My friend Peter (@keksz_i on twitter) wrote another great post, and this time about the velocity.
The Scrum team velocity is an interesting thing. It is very hard to get a working velocity number, it takes a long time, lots of tries, lots of failed sprints. When the team finally get a stable velocity that always can deliver, than everybody is happy. The team is happy, the customer is happy so the management is happy as well. After a time this velocity will become convenient for the team and it might turn into the source of a problem, a bottleneck for performance improvement.
The team velocity is not really changing. It is very hard to change it and it changes very slowly. No one really dares touching it, the team is used to the velocity number which by now might become a convenient amount of work to do, and the customer is satisfied also with the constant and reliable delivery. Why to change it than? There is no really motivation and there is always a risk increasing the velocity even if the team feels they can handle more. Instead of creating more value, the team will spend the gained extra time (from more efficient work) on other unimportant things, they may work slower, they will become less effective. Increasing the velocity can be done only by forcing it, which can be painful. I know that Scrum is about predictability, but than what about the improvements?
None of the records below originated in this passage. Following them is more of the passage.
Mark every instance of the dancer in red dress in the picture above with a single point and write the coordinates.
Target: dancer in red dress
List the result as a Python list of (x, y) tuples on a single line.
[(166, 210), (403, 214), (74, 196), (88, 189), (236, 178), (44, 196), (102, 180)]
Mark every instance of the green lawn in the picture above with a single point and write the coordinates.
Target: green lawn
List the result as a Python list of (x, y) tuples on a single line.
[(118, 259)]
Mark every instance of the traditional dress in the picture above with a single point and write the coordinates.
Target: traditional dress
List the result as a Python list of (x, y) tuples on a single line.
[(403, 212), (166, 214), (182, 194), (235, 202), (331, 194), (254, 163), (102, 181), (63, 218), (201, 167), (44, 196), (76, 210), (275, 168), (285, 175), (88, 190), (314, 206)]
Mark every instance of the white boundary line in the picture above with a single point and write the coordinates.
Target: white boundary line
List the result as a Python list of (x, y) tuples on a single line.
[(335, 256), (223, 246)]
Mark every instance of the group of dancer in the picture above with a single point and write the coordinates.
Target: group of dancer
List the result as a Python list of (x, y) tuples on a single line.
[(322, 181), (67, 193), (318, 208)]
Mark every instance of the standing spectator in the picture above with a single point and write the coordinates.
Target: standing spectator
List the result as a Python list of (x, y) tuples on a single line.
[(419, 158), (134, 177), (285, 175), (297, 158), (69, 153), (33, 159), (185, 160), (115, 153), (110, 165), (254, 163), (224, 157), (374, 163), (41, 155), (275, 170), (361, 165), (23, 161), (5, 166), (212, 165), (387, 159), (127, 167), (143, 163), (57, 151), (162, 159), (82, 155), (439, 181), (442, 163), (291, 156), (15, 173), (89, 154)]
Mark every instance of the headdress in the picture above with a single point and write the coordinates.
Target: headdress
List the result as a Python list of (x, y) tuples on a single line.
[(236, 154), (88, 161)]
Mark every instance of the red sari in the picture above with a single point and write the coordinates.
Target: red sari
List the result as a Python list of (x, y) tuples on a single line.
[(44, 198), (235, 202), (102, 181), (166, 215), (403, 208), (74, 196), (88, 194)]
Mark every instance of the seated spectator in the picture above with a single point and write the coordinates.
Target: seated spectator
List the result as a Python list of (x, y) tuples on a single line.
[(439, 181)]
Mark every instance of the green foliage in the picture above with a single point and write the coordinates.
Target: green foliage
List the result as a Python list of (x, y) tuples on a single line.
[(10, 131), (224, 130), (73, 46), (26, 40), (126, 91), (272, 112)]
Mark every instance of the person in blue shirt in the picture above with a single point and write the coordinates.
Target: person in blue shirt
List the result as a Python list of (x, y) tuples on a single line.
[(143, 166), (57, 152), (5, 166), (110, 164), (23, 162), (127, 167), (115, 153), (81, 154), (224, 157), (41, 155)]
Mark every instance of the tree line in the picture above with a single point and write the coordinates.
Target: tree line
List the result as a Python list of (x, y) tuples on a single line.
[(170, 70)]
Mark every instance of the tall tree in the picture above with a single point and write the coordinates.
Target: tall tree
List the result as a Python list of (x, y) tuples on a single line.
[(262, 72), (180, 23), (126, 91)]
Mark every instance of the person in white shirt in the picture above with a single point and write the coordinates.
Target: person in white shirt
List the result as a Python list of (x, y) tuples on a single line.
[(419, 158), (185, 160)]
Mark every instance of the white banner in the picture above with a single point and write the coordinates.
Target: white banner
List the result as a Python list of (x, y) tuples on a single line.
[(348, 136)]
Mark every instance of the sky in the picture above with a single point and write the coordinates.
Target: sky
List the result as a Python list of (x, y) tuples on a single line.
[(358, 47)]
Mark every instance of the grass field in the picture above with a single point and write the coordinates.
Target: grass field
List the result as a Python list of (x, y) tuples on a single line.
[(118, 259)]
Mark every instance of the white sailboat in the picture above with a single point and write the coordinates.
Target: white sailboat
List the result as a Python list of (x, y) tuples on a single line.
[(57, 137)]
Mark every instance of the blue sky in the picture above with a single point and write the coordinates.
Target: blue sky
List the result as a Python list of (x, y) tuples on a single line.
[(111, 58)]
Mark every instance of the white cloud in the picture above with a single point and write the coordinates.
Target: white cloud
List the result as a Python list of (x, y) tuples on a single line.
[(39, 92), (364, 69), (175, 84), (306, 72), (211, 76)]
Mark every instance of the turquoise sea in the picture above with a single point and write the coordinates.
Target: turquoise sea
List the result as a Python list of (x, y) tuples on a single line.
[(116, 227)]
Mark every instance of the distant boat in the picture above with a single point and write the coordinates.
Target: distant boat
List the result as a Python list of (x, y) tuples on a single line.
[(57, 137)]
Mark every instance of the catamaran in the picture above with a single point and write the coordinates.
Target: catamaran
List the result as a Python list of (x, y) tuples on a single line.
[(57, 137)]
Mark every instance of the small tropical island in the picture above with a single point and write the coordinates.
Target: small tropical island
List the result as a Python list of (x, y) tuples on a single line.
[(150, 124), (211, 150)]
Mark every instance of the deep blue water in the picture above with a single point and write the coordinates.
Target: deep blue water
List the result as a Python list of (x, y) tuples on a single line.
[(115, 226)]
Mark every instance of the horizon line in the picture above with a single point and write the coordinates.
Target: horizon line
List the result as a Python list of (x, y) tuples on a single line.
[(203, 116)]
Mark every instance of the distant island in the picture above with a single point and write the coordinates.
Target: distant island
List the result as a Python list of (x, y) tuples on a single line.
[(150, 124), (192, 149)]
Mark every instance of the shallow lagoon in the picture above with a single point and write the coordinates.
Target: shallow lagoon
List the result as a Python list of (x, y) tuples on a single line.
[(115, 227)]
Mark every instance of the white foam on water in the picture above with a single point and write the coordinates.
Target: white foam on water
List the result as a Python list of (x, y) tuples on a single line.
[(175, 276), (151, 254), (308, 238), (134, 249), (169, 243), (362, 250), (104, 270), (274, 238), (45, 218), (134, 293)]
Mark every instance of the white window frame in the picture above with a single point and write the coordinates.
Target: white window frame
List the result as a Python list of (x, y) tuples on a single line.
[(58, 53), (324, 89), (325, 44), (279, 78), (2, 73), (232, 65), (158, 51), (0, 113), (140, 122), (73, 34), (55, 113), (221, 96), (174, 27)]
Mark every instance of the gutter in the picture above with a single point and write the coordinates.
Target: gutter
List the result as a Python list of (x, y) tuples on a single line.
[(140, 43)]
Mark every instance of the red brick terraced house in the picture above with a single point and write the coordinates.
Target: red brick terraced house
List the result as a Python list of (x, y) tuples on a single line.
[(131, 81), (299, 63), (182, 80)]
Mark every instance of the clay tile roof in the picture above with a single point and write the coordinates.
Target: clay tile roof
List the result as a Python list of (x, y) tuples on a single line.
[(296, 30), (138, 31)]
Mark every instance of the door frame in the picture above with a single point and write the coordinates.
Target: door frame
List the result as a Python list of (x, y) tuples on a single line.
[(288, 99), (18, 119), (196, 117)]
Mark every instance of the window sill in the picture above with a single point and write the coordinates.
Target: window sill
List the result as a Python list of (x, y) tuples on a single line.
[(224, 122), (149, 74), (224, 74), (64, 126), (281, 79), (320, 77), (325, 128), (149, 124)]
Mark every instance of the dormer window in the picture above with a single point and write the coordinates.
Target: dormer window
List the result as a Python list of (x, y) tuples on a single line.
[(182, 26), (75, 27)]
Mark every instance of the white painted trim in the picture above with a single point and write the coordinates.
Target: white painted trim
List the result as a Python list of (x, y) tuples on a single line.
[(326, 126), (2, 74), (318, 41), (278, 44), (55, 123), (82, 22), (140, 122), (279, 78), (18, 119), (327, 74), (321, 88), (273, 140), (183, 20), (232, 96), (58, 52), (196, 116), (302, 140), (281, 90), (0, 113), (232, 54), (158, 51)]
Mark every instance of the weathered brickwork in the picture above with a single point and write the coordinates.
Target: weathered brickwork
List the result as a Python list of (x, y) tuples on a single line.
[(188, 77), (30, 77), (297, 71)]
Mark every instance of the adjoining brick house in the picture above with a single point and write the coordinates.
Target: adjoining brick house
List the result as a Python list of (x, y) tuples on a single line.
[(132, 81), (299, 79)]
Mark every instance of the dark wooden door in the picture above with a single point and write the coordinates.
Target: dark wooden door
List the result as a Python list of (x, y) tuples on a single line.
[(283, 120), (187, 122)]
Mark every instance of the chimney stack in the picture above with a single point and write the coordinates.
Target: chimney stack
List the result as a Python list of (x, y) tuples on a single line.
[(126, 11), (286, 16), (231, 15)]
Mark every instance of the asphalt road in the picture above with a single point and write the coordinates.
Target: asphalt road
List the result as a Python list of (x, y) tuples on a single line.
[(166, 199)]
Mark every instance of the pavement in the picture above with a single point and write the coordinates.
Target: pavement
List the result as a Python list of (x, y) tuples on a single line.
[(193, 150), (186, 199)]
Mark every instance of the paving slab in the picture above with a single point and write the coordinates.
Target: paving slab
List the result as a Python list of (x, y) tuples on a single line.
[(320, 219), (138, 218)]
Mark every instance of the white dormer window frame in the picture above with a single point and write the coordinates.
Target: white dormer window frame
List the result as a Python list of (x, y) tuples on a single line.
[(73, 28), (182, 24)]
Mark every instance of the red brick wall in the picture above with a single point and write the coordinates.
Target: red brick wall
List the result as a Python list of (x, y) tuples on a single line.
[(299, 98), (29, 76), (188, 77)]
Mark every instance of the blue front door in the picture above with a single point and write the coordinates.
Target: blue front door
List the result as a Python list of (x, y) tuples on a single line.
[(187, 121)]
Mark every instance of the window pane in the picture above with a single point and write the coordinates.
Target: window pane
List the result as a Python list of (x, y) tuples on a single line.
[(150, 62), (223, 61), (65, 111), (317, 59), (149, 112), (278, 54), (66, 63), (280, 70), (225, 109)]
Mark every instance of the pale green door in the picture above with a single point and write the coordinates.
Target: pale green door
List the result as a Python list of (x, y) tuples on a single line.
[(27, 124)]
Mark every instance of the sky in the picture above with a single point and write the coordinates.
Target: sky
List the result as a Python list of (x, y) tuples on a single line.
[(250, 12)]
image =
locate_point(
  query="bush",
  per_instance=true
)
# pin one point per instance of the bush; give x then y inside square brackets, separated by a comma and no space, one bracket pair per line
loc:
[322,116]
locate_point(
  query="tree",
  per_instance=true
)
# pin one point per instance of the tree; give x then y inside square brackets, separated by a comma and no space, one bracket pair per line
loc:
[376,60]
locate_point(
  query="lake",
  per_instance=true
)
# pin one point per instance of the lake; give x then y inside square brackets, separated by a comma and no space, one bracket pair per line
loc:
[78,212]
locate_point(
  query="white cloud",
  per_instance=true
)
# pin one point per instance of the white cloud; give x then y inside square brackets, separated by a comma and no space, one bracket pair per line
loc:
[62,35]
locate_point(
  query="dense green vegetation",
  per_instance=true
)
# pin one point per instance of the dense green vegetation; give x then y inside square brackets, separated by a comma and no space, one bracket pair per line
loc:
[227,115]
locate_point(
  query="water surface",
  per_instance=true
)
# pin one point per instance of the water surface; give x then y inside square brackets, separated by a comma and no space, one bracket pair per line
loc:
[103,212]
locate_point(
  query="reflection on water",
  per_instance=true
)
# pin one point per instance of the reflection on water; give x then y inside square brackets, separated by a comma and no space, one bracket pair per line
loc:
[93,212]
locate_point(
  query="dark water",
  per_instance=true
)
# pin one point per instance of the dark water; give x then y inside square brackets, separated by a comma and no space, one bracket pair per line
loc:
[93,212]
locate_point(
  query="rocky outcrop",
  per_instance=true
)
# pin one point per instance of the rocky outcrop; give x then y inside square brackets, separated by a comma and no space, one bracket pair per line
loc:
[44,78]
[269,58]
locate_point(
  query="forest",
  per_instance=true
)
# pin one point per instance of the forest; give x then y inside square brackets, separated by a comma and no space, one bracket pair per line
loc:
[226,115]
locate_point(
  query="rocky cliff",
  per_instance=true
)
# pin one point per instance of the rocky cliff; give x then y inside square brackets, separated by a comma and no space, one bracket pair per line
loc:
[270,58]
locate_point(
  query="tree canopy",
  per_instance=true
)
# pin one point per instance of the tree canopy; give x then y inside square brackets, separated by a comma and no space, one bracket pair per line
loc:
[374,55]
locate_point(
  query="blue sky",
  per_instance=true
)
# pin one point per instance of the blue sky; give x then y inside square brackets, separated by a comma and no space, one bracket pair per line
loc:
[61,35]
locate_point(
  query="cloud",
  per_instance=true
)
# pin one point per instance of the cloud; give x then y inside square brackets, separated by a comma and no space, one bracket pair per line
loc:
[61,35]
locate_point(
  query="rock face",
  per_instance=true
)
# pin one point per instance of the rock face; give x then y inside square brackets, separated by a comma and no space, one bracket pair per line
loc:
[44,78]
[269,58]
In Kanban, as the team works more and more efficient, the team velocity increases as well automatically! They are not tied to iterations, the team continuously delivers items, not just at the end of the iterations. The Kanban team’s performance measurement is the lead time and cycle time, which comes weekly. These values are automatically increasing if the team produces more, but sure it can be decreasing as well. Why to bound the team with iterations? Let the team evolve by continuous development and feedback, do Kaizen.